La grande corsa dell’automotive cinese alla conquista dei mercati esteri nasconde una contraddizione. Da una parte, infatti, in Cina ci sono fabbriche sempre più efficienti, modelli elettrici e ibridi competitivi e una capacità industriale che ha ormai superato i confini nazionali. Dall’altra c’è però un mercato interno sempre più difficile, dove la concorrenza tra costruttori sta comprimendo prezzi e margini e costringendo le aziende a cercare nuovi sbocchi. Basta dare un'occhiata a un paio di numeri. Nel primo semestre del 2026 le esportazioni cinesi di veicoli hanno raggiunto 5,096 milioni di unità, il 65,3% in più rispetto allo stesso periodo del 2025, superando per la prima volta quota cinque milioni in sei mesi. Nello stesso periodo le vendite domestiche sono invece diminuite del 21,1%, fermandosi a 9,921 milioni di veicoli, almeno secondo i dati riportati da Gasgoo. Il paradosso è quindi evidente: se all'ombra della Città Proibita le case automobilistiche combattono per conquistare una domanda che rallenta, oltre la Muraglia stanno aumentando la loro presenza. È il risultato di una trasformazione maturata negli ultimi anni. La guerra commerciale interna ha costretto i produttori ad accelerare lo sviluppo dei modelli, ridurre i costi e comprimere i prezzi, creando però anche un problema: non tutti possono continuare a produrre a ritmi elevati se il mercato nazionale non assorbe l'offerta. L'export diventa così una valvola di sfogo, ma anche una necessità industriale.

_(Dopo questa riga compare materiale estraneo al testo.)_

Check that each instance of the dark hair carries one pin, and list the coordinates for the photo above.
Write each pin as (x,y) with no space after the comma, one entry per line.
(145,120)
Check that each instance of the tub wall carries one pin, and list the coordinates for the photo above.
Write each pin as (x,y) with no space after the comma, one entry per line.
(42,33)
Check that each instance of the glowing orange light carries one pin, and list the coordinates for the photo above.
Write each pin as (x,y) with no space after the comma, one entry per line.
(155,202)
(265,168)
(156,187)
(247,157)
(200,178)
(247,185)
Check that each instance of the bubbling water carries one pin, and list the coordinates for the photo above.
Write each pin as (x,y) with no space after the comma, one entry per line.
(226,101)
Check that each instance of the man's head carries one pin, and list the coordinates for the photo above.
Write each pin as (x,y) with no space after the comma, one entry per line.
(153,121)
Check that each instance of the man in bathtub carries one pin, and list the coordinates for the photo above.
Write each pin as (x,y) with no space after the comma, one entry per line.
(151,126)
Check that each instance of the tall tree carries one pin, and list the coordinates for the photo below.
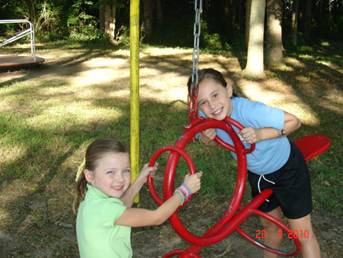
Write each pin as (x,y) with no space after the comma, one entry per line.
(308,20)
(247,21)
(274,47)
(107,17)
(148,17)
(255,62)
(294,22)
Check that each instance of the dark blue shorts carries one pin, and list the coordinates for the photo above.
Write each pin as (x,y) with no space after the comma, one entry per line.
(292,188)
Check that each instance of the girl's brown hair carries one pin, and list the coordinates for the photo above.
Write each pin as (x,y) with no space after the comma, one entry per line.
(208,73)
(94,152)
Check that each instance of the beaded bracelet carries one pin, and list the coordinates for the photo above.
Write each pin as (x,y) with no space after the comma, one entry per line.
(180,195)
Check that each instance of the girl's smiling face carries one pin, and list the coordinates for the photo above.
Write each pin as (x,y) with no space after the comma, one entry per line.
(111,174)
(214,99)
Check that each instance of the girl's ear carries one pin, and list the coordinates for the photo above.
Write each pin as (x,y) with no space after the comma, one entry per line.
(89,175)
(229,89)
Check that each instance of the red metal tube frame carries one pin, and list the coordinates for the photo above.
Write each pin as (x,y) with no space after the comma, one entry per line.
(231,218)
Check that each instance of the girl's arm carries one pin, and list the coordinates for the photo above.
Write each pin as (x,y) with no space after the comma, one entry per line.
(134,189)
(136,217)
(252,135)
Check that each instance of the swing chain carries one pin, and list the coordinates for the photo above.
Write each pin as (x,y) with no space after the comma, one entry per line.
(196,34)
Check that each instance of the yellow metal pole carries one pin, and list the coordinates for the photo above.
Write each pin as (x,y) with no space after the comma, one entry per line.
(134,90)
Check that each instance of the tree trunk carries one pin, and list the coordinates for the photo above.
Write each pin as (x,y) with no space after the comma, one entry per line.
(247,20)
(323,17)
(255,65)
(159,12)
(294,23)
(107,19)
(148,17)
(308,20)
(274,48)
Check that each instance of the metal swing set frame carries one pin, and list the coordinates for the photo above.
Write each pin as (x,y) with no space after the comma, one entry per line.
(310,146)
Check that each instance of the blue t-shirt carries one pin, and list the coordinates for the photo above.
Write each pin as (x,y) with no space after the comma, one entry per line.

Il lato meno visibile dell'intero fenomeno riguarda la guerra dei prezzi. La pressione sul mercato cinese non si traduce soltanto in automobili più economiche: significa anche margini ridotti, pressione sui fornitori e una continua ricerca di efficienza. La velocità di sviluppo rappresenta uno dei vantaggi costruiti negli anni dalla concorrenza domestica, visto che i costruttori cinesi possono arrivare a sviluppare un nuovo modello in circa due-tre anni, mentre i cicli tradizionali dei gruppi europei sono generalmente più lunghi. A questo si aggiunge il vantaggio della filiera nazionale, soprattutto sulle batterie, sui componenti elettronici e sui sistemi di controllo. Attenzione però, perché replicare questo modello all'estero non è semplice. Dazi, normative, costi logistici, sicurezza dei dati, antitrust e produzione locale possono erodere rapidamente il vantaggio ottenuto in Cina. Non è un caso che Pechino abbia appena introdotto nuove linee guida per disciplinare la concorrenza delle proprie aziende automobilistiche sui mercati esteri. Come raccontato dal Global Times, il Ministero del Commercio, il Ministero dell'Industria e dell'Information Technology e l'autorità di regolamentazione del mercato hanno chiesto ai costruttori di evitare forti e frequenti variazioni dei prezzi, rispettare le norme antitrust e proteggere i dati generati dalle auto connesse e dai sistemi di guida autonoma.Cosa significa? Che l'espansione internazionale non viene più considerata soltanto una questione di vendite, ma un'operazione industriale che richiede regole, reputazione e radicamento nei singoli mercati.
L'auto cinese non sta più semplicemente attraversando le frontiere: sta iniziando a costruire fabbriche, reti commerciali e filiere fuori dalla Cina. Nei primi sei mesi del 2026 le esportazioni di veicoli a nuova energia hanno raggiunto 2,355 milioni di unità, più che raddoppiando in un anno e arrivando a rappresentare il 46,2% dell'export complessivo. Russia, Brasile, Regno Unito, Belgio, Italia e Spagna sono tra i mercati che stanno assorbendo quantità crescenti di vetture cinesi, mentre alcuni gruppi stanno spostando direttamente la produzione all'estero per ridurre l'esposizione ai dazi. Siamo di fronte a una fase particolare che coincide con il passaggio dall'esportazione del prodotto alla localizzazione dell'intera catena industriale. Alcuni esempi? BYD investe direttamente negli impianti, Geely punta anche su partnership e joint venture, mentre Leapmotor sfrutta la collaborazione con Stellantis per utilizzare una rete produttiva e commerciale già presente in diversi Paesi. E il fenomeno non riguarda soltanto le automobili finite. Il risultato, insomma, è una trasformazione che potrebbe modificare gli equilibri dell'intero settore. Già, perché la corsa al ribasso dei prezzi attuata dalle case cinesi costringe i concorrenti europei a fare altrettanto. Mentre la continua esportazione di veicoli Made in China, oltre a stravolgere i vecchi equilibri nell'automotive globale, rappresenta un campanello d'allarme che Pechino farebbe bene a non ignorare. Basterà al Dragone continuare a spedire auto all'estero per continuare a far crescere il proprio settore delle quattro ruote?